Legislative efforts to close the gender pay gap and address pay disparities based on gender, race and ethnicity continued in 2018. For example, SB 826, which is awaiting the governor's approval, would require publicly traded California companies to appoint a certain number of women to their boards of directors.

Under SB 1284, which failed to pass, many California employers with at least 100 employees would have been required to submit annual pay-data reports to the state for certain job categories. The pay data would have been further categorized by gender, race and ethnicity.

Employers should continue to evaluate pay-equity issues, said Christopher Olmsted, an attorney with Ogletree Deakins in San Diego. "Conducting periodic reviews of employee compensation and pay practices will help ensure that employers are complying with the growing number of pay-equity laws," he added.

Brown already signed AB 2282 to amend the state's law banning salary-history inquiries. The amendments clarify certain aspects of the law regarding proper interview questions, pay-scale disclosure and how the law applies to existing staff, Olmsted explained.

Lactation Accommodations

There are two lactation-accommodation bills pending, and at least one will likely be enacted, Kalt said. One of the bills would make California's lactation-accommodation law consistent with federal law on the requirement that a lactation space can't be a bathroom. The other bill is much more detailed, he noted.

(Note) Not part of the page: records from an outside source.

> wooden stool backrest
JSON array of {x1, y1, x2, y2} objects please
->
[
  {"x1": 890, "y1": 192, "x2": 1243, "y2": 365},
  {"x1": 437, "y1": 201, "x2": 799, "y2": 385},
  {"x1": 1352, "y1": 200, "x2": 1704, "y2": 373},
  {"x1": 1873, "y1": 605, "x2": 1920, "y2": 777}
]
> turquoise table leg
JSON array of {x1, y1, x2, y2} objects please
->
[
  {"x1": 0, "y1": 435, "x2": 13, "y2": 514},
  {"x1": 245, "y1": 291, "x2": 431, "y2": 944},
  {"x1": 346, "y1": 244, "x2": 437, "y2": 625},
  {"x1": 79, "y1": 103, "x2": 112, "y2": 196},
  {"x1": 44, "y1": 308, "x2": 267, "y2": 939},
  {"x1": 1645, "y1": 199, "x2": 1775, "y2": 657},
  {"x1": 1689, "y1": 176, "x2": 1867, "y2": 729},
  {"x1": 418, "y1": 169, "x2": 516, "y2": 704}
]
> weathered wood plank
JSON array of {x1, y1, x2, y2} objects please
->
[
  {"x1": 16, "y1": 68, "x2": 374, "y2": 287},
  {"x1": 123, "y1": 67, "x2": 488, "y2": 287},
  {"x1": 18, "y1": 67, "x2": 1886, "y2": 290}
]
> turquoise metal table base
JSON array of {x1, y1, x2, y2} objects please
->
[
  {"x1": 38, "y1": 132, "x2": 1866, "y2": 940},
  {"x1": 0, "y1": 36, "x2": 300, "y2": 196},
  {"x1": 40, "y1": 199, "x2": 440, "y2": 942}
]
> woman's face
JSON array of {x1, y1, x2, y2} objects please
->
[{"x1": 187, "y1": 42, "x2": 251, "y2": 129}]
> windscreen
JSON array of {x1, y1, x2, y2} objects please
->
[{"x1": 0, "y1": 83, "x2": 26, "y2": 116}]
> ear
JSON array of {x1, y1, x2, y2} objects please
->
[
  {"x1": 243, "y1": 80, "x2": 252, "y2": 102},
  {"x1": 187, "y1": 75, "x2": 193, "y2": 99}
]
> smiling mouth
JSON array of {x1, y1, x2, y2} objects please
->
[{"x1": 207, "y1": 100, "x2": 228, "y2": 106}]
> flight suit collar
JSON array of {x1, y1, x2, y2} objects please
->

Employers would need to comply with a number of very specific requirements beyond simply providing time off and a location to express milk.

San Francisco employers should note that the city has a detailed lactation-accommodation ordinance, which took effect in January.

Second-Chance Hiring

Many California employers can't ask job applicants about their criminal histories until a conditional offer is made. However, employers can ask job applicants about criminal convictions, including expunged records, for certain roles, particularly if such inquiries are mandated by federal or other state laws. SB 1412 would require employers to ensure that they are not receiving or considering information about convictions beyond the particular conviction that would disqualify the applicant for the role.

"An employer should not have the option of eliminating job applicants from gainful employment based solely upon an irrelevant crime," said the bill's sponsor, state Sen. Steven Bradford, D-Gardena.

However, since many background checks do not operate by simply seeking a particular conviction, this bill is very heavily opposed, Kalt noted.

Immigration-Related Notifications

AB 2732 would prohibit employers from intentionally destroying or confiscating a worker's immigration documents, such as a passport. This bill, which deals with "document servitude," is perhaps a "sleeper bill of sorts" in that most HR practitioners know that they are not allowed to destroy an employee's immigration or citizenship documents to force them into bondage, Kalt said. "However, this bill goes beyond that situation and would require all employers to post and hand out new notices and forms and to retain signed copies of these documents confirming receipt."

If the bill is enacted, employers will need to be mindful of its notice requirements, even if they are not destroying immigration paperwork, he said.